Dernière mise à jour : 22 févr. 2020


Si vous êtes fan du Seigneur des anneaux, le nom de Palantir vous parle probablement. Dans l’œuvre de J. R. R. Tolkien, le palantir ou "pierre de vision", est une sorte de boule de cristal par le biais de laquelle il est possible de visualiser des lieux, des personnes, voire de lire l'avenir. Un choix judicieux pour une entreprise spécialisée dans le traitement et l'analyse de données à des fins prédictives.

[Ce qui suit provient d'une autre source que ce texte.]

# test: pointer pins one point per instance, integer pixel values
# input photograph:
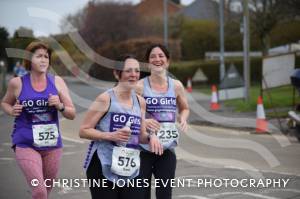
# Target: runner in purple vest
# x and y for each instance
(113, 153)
(163, 96)
(34, 100)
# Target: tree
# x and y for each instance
(110, 22)
(268, 14)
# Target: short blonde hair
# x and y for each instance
(31, 48)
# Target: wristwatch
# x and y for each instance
(62, 108)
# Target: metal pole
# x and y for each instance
(222, 65)
(166, 23)
(246, 46)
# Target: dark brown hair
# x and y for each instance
(31, 48)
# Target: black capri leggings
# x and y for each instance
(94, 171)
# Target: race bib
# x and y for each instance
(167, 134)
(125, 161)
(45, 135)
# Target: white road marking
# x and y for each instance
(191, 196)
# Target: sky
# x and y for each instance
(42, 16)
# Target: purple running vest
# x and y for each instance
(35, 112)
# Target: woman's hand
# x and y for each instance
(152, 125)
(155, 145)
(54, 100)
(16, 109)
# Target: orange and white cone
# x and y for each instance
(189, 85)
(214, 99)
(261, 123)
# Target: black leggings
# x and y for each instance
(94, 171)
(163, 167)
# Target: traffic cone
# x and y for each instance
(189, 85)
(214, 106)
(261, 123)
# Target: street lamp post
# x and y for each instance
(3, 74)
(246, 46)
(222, 65)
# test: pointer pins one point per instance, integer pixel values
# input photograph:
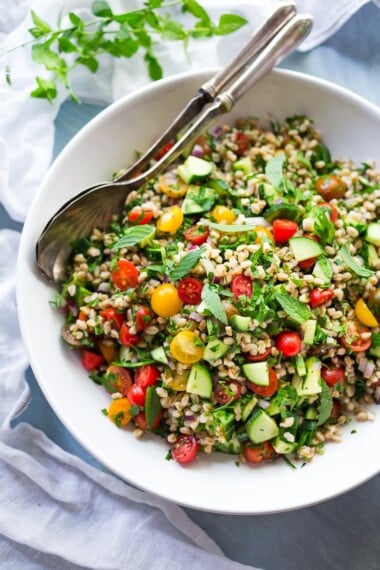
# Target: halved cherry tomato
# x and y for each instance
(164, 150)
(318, 297)
(333, 212)
(241, 140)
(165, 300)
(143, 317)
(241, 285)
(283, 230)
(258, 357)
(333, 375)
(353, 339)
(117, 379)
(289, 343)
(258, 453)
(126, 337)
(190, 291)
(113, 316)
(185, 449)
(91, 360)
(138, 217)
(147, 375)
(126, 275)
(137, 395)
(266, 391)
(197, 234)
(223, 393)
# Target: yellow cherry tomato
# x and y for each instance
(171, 185)
(118, 412)
(365, 315)
(171, 220)
(187, 347)
(165, 301)
(223, 215)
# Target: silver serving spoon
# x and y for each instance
(95, 206)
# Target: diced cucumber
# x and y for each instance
(373, 234)
(199, 381)
(261, 427)
(309, 329)
(305, 248)
(257, 373)
(215, 349)
(283, 447)
(240, 323)
(244, 164)
(311, 384)
(194, 169)
(248, 408)
(159, 355)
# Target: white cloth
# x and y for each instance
(50, 499)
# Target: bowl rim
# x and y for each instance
(23, 264)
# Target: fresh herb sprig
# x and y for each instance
(81, 42)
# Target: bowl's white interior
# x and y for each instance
(351, 128)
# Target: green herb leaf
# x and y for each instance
(186, 264)
(133, 236)
(212, 302)
(297, 311)
(353, 265)
(274, 169)
(325, 406)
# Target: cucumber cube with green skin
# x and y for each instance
(257, 373)
(373, 234)
(305, 248)
(261, 427)
(199, 381)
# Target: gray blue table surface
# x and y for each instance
(342, 533)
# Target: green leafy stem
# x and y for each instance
(121, 35)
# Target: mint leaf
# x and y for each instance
(212, 302)
(274, 168)
(353, 265)
(296, 310)
(325, 406)
(134, 235)
(186, 264)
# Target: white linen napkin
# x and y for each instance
(100, 517)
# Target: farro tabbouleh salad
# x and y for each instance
(234, 304)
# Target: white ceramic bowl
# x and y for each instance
(351, 127)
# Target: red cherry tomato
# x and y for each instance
(143, 317)
(318, 297)
(185, 449)
(126, 337)
(137, 395)
(333, 212)
(258, 357)
(266, 391)
(333, 375)
(223, 393)
(190, 291)
(241, 140)
(147, 375)
(164, 150)
(125, 276)
(113, 316)
(353, 339)
(91, 360)
(241, 285)
(138, 217)
(283, 230)
(289, 343)
(197, 234)
(258, 453)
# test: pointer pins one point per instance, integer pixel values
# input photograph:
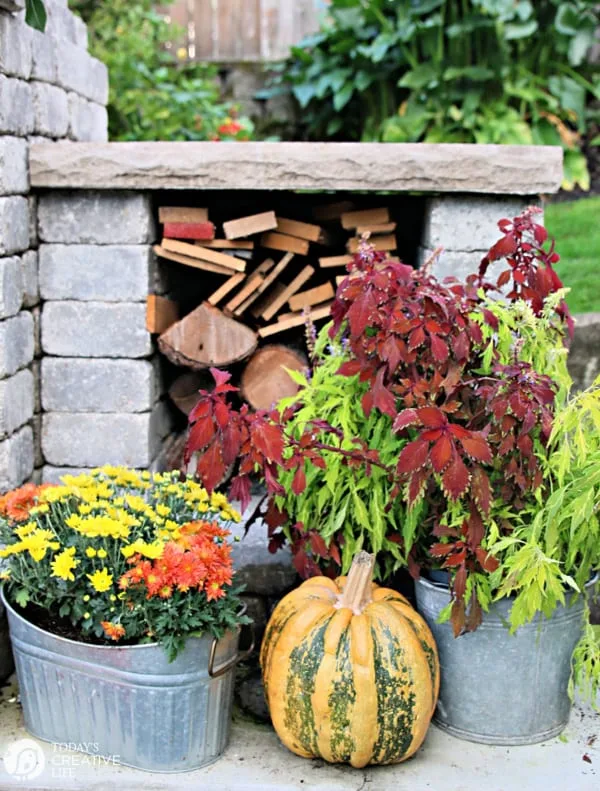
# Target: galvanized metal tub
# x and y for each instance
(128, 704)
(6, 661)
(498, 688)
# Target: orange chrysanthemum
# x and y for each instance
(113, 630)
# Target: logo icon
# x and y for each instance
(24, 759)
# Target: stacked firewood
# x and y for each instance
(276, 271)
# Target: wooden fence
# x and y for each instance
(244, 30)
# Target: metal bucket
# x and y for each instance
(127, 704)
(6, 661)
(498, 688)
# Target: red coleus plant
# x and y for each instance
(418, 343)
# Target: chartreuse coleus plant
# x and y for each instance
(467, 387)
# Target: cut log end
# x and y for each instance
(265, 381)
(207, 337)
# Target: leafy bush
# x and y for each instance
(154, 96)
(475, 71)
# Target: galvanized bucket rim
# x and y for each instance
(68, 640)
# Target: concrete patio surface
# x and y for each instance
(255, 760)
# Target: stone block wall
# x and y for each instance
(100, 386)
(50, 89)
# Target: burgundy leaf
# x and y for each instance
(455, 479)
(413, 456)
(477, 447)
(441, 453)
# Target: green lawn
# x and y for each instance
(576, 227)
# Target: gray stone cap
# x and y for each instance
(398, 167)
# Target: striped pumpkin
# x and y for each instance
(350, 670)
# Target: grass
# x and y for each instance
(576, 227)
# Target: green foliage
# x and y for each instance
(575, 227)
(153, 94)
(458, 70)
(35, 14)
(340, 500)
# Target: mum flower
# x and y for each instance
(113, 630)
(64, 563)
(100, 580)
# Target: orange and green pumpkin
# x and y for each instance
(350, 670)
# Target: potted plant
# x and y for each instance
(122, 614)
(475, 392)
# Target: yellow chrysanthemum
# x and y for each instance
(26, 529)
(64, 563)
(100, 580)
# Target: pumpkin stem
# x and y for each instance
(357, 592)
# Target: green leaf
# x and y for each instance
(304, 93)
(35, 14)
(22, 597)
(342, 98)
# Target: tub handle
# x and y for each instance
(234, 660)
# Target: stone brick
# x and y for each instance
(468, 222)
(16, 107)
(32, 201)
(16, 459)
(44, 57)
(95, 218)
(15, 47)
(80, 385)
(107, 273)
(14, 177)
(16, 343)
(14, 225)
(95, 329)
(50, 110)
(16, 401)
(77, 71)
(81, 36)
(37, 331)
(90, 440)
(38, 456)
(88, 121)
(11, 287)
(36, 366)
(29, 276)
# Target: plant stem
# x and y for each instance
(357, 592)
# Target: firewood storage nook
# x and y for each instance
(159, 259)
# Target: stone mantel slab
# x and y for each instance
(398, 167)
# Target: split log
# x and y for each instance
(353, 219)
(182, 214)
(184, 390)
(246, 226)
(204, 254)
(187, 260)
(287, 292)
(189, 230)
(160, 313)
(206, 337)
(265, 381)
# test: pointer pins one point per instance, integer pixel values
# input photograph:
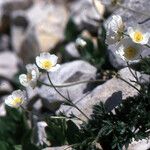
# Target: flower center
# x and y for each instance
(46, 64)
(17, 100)
(138, 36)
(29, 77)
(130, 53)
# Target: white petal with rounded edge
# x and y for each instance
(55, 68)
(53, 59)
(23, 80)
(146, 38)
(45, 55)
(38, 62)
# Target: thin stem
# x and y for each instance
(134, 75)
(66, 98)
(128, 83)
(73, 83)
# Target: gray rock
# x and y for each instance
(68, 72)
(114, 89)
(38, 28)
(4, 42)
(8, 64)
(71, 51)
(130, 18)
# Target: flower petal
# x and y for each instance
(23, 80)
(53, 59)
(55, 68)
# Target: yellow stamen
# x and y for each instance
(130, 53)
(47, 64)
(17, 100)
(138, 36)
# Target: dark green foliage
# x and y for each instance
(71, 31)
(113, 130)
(143, 66)
(56, 131)
(61, 131)
(13, 130)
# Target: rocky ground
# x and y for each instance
(28, 27)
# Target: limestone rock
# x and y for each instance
(8, 64)
(68, 73)
(114, 88)
(131, 18)
(85, 14)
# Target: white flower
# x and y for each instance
(138, 35)
(30, 79)
(47, 62)
(81, 42)
(114, 29)
(15, 99)
(128, 50)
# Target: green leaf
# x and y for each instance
(71, 31)
(56, 131)
(72, 132)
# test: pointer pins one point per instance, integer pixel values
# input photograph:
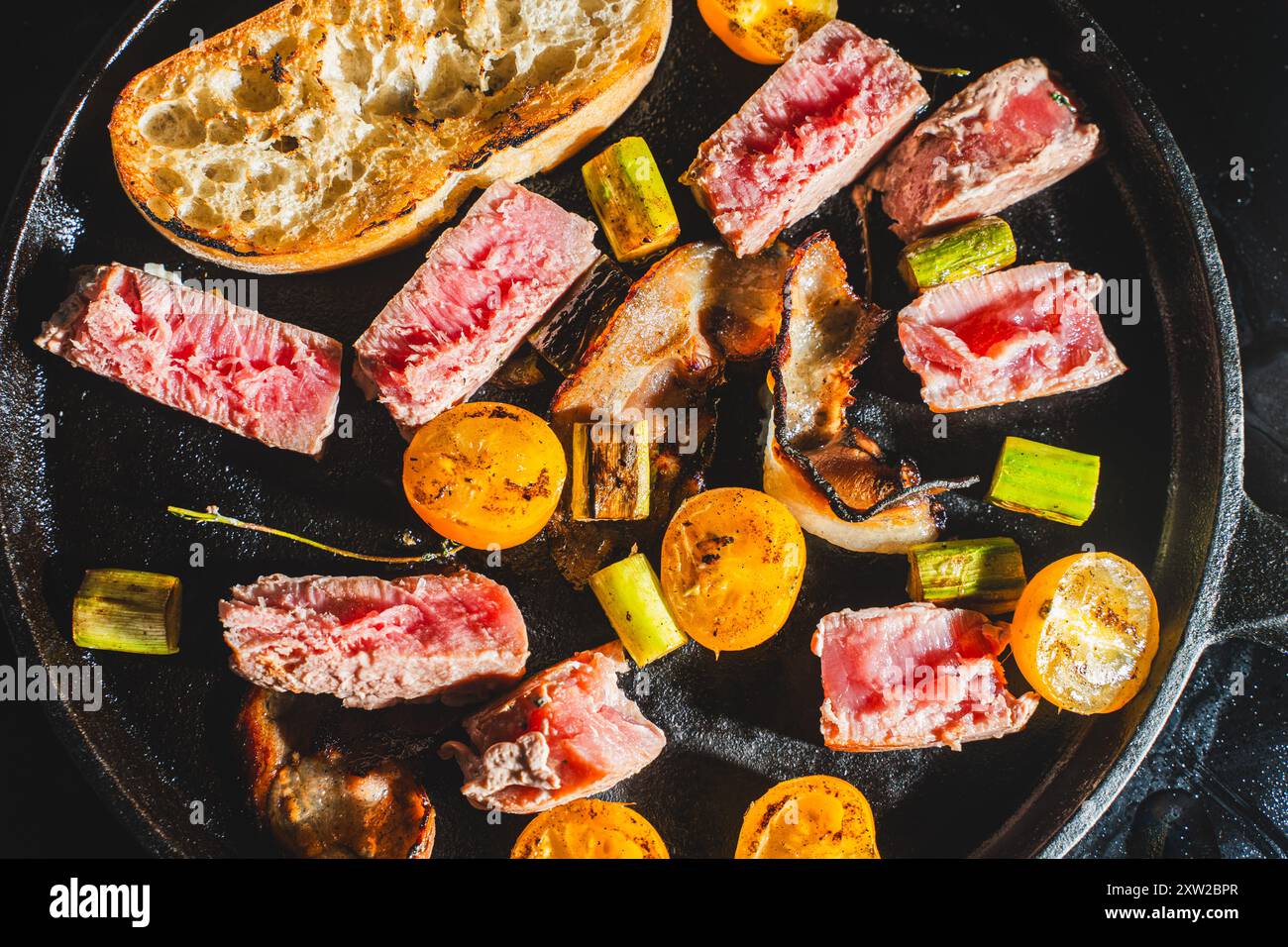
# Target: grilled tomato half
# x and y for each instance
(484, 474)
(765, 31)
(1085, 631)
(810, 817)
(732, 565)
(590, 828)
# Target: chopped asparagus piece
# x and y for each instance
(979, 247)
(121, 609)
(631, 596)
(610, 471)
(1048, 482)
(984, 575)
(631, 200)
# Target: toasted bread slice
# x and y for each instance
(321, 133)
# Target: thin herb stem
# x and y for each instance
(214, 515)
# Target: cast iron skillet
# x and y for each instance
(1171, 497)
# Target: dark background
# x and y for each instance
(1215, 784)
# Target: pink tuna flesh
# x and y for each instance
(1001, 140)
(815, 125)
(1017, 334)
(200, 354)
(566, 733)
(912, 677)
(483, 286)
(373, 642)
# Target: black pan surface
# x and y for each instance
(1168, 432)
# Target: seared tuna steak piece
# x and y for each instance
(1017, 334)
(1003, 138)
(912, 677)
(807, 132)
(201, 354)
(373, 642)
(483, 286)
(566, 733)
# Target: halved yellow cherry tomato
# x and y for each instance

Palantir Technologies est une société américaine, basée à Palo Alto en Californie, qui se présente comme une entreprise "construisant des logiciels connectant les données, les technologies, les humains et les environnements". Dans un vocabulaire plus courant, Palantir propose à ses clients des logiciels servant à visualiser d'énormes quantités de données et les liens existant entre elles, de façon graphique et simplifiée. L'objectif final étant de faciliter le travail d'analystes, dans le cadre de ce que l'entreprise présente comme une intelligence artificielle "amplifiée" par l'humain.

Révolution numérique et renseignement

Véritable cœur du traitement des données aux États-Unis, Palantir bénéficie lors de sa création en 2004 de l'appui d'In-Q-Tel, fonds d'investissement géré par la Central Intelligence Agency (CIA), à hauteur de 2 millions de dollars. Dans l'Amérique post-attentats du 11 septembre, la possibilité, par le traitement massif de données, de pouvoir identifier des réseaux terroristes, ou d'anticiper certaines actions, semble être une aubaine, les prémices d'un monde nouveau. Particulièrement pour les services de renseignement, dont les capacités de captation d'informations se sont accrues de façon exponentielle depuis le début du 21e siècle, marqué par la globalisation des réseaux d'échanges et de communication.

Dans ce monde numérisé, Palantir se taille une part de choix, devenant rapidement un acteur incontournable dans l'analyse des données. Progressivement, sa clientèle s'étend en dehors du milieu militaire et du renseignement. Ses logiciels sont par exemple employés par des grandes banques pour repérer des mouvements financiers suspects, ou encore par des grands groupes industriels et commerciaux. Mais la société est surtout réputée pour son contrat avec la CIA, l'armée américaine ou encore la police de Los Angeles ainsi que plusieurs administrations publiques américaines.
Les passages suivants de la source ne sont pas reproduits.